In 2024, China exported $3,576.5 billion worldwide, the main destinations being the US (14.7%), the EU (14.4%), and Hong Kong (8.1%). Valued at $115.28 billion, exports to the Russian Federation accounted for 3.2%. Imports from the Russian Federation account for 5.0% of China’s total imports. In 2024, China imported $2585.1 billion from the world, the top sources being the EU (10.4%), Other Asia, (8.4%), and Republic of Korea (7.0%).
Economically, India can sustain its trade momentum with Russia by establishing itself as an equal trade partner, much like China has done.

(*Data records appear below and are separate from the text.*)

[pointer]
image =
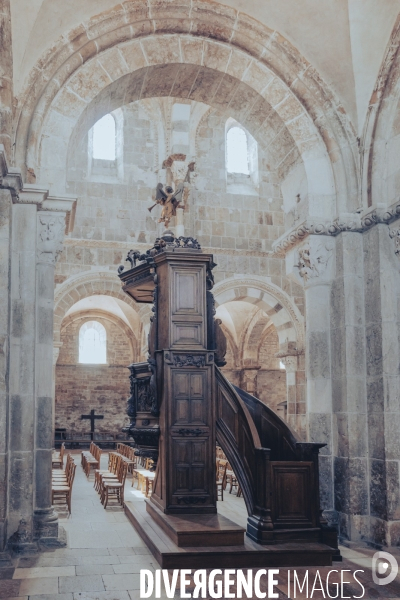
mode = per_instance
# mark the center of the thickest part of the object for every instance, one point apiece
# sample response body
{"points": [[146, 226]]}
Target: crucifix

India has a comparative advantage in services. Over the last five years, the surplus from the services sector trade has outweighed India’s merchandise trade deficit. The median age of the Indian population is 28 years, compared to the Russian median age of 41 years. There is an urgent need for skilled Indian labour across the medical, paramedical, engineering, and IT sectors. The other areas are India’s low-cost space research programs and tourism. Although the government has launched the Production Linked Incentive scheme to boost manufacturing competitiveness through policy, there is still a need to create a single-window clearance system, reduce domestic taxes such as coal cess, and lower water and electricity bills for domestic exporters.